Et d'un autre côté, il ne se sentait pas prêt à avoir de l'intimité avec qui que ce soit. L'épisode -si on pouvait le qualifier comme tel- avec Monsieur Couvier continuait le hanter. Il le voyait partout, et sa réaction à un simple baiser en disait long. Il était traumatisé de la sexualité, voilà la vérité. Alors comment allait-il faire pour supporter mes contacts physiques avec Chiheb maintenant qu'ils n'étaient plus amicaux ? Il ne pouvait pas, tout simplement. A chaque fois que Chiheb poserait le doigt sur lui, il aurait l'impression que ce serait Monsieur Couvier qui le ferait. Et ça, ce n'était pas vivable.

Il soupira, et se laissa tomber sur son lit. Il se rendait compte que finalement, il aurait dû partir au Tunisie avec ses parents. Au moins il n'aurait pas passé un mois reclus seul dans sa chambre. Mais ce fait trop tard et là encore, il allait devoir assumer. Il pensait qu'il allait passer un mois avec Chiheb, mais tout avait basculé pour un simple baiser. Si ce n'était pas comique. Son téléphone se mit à sonner. Mollement, il s'en empara pour découvrir un appel d'Hymen. Pour être franc, il hésita à laisser son appel dans le vide. Mais il savait qu'Hymen était de bon conseil, et qu'il n'avait aucune raison de la rejeter. Il décrocha.

— Salut.
Comment tu vas Abdel ?

Il comprit aussitôt qu'elle était au courant de ce qu'il s'était passé. Rien de plus logique, c'était la grande sœur de Chiheb après tout.

— Ça peut aller.
Oh, allez. Pas à moi. Dis-moi ce qu'il se passe.

Il prit une grande inspiration avant de se lancer, et de vider son sac.

— Je crois que je suis amoureux de Chiheb. Mais en même temps, je ne suis pas prêt pour ça. Je veux dire... j'ai trop de problèmes actuellement pour me lancer là-dedans. Je ne pensais pas que Chiheb m'aimait, alors j'ai vraiment été surpris qu'il m'embrasse et j'ai mal réagi. Je m'en veux parce que maintenant tout est différent.
Je comprends. Mais tu lui en as parlé, de tes peurs ?
— Pas vraiment. On a pas eu le temps. D'ailleurs, comment il va ?
Il a une peine de cœur. Il croit que tu le détestes et il reste prostré dans son lit. Il faut vraiment que tu lui parles.
— Ok, je le ferais.

C'était sûr, il allait falloir qu'il parle avec Chiheb. Il ne pouvait pas le laisser dans cet état. Mais pas maintenant, plus tard. Quand il sera prêt. Il espérait juste qu'Hymen ne tienne sa langue et n'aille pas tout raconter à son frère. Il voulait faire les choses bien. Mais contre toute attente, la sonnerie de son appartement retentit. Alors comme ça, Chiheb voulait le confronter maintenant ? Hymen lui avait tout dit ? C'était lui qui faisait le premier pas ? L'angoisse monta aussitôt en lui alors qu'il quittait sa chambre pour aller ouvrir.

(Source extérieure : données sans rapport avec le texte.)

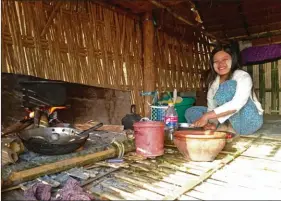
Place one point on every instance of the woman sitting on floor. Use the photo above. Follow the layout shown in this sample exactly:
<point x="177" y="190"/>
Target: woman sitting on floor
<point x="232" y="103"/>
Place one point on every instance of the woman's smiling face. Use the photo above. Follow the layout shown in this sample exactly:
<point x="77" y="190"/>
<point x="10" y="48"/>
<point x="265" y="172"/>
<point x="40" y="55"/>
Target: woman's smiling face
<point x="222" y="63"/>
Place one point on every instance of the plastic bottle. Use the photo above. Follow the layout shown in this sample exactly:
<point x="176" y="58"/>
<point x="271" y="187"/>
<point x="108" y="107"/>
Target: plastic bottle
<point x="171" y="122"/>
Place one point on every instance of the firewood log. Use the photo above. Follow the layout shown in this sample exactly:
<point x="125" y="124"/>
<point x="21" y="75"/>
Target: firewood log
<point x="8" y="156"/>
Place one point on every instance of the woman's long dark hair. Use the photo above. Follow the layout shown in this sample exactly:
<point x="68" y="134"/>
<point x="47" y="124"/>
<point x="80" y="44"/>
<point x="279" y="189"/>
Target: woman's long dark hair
<point x="233" y="52"/>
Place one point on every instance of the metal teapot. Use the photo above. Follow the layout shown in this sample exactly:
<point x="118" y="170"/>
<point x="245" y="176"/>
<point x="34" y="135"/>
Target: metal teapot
<point x="131" y="118"/>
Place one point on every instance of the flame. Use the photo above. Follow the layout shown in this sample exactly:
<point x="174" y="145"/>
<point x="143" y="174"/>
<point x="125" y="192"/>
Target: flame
<point x="52" y="109"/>
<point x="31" y="114"/>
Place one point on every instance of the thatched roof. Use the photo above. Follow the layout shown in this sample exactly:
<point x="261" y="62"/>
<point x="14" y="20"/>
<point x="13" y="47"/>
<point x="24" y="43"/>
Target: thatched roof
<point x="256" y="20"/>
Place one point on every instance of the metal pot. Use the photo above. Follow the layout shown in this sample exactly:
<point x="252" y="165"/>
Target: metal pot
<point x="130" y="119"/>
<point x="55" y="140"/>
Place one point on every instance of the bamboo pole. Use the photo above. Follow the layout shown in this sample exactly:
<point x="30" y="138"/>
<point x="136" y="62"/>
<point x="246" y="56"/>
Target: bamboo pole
<point x="179" y="17"/>
<point x="148" y="68"/>
<point x="29" y="174"/>
<point x="191" y="184"/>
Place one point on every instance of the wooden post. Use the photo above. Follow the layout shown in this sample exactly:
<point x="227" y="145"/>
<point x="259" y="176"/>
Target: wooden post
<point x="149" y="83"/>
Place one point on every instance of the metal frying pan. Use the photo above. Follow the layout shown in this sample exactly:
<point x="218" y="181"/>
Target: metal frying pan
<point x="55" y="140"/>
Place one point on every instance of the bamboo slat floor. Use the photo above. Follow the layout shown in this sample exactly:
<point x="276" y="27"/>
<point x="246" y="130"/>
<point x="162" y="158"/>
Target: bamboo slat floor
<point x="247" y="168"/>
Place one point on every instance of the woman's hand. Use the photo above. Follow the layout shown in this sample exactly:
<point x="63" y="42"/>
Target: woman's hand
<point x="210" y="126"/>
<point x="203" y="121"/>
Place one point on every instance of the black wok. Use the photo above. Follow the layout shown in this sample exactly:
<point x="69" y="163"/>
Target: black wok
<point x="55" y="140"/>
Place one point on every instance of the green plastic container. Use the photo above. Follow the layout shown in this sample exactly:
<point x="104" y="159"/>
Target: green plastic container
<point x="181" y="107"/>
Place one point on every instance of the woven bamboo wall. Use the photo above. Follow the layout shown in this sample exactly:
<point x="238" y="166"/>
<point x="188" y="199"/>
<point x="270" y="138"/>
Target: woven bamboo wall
<point x="267" y="84"/>
<point x="83" y="42"/>
<point x="180" y="64"/>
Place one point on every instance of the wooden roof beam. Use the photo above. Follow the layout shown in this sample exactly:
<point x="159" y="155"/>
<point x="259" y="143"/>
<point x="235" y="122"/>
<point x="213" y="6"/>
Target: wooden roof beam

Mais ce n'était pas Chiheb qui lui faisait face. Ce n'était pas cet adolescent au sourire communicatif. C'était Monsieur Couvier. Il crut halluciner, comme ça lui arrivait tant de fois, alors il referma la porte mais l'homme la bloqua avec son pied. Ce fut là qu'Abdel comprit que ce n'était pas un tour que lui jouait son esprit, c'était la réalité. Il était en danger. Il se figea, paralysé de peur alors que l'homme ouvrait la porte sans difficulté tant sa prise s'était affaiblie. Il referma la porte derrière lui et se plaça face à lui, un sourire satisfait aux lèvres. Abdel n'y croyait pas. Monsieur Couvier ne pouvait pas être chez lui. C'était impossible.

— Je suis content de te revoir Abdel.
— Comment vous savez où j'habite ?

C'était la seule question qui s'imposa à son esprit. Toute cette histoire n'avait aucun sens.

— Je t'ai recroisé dans la rue et je t'ai suivie jusqu'ici. Quand est-ce que rentre tes parents ?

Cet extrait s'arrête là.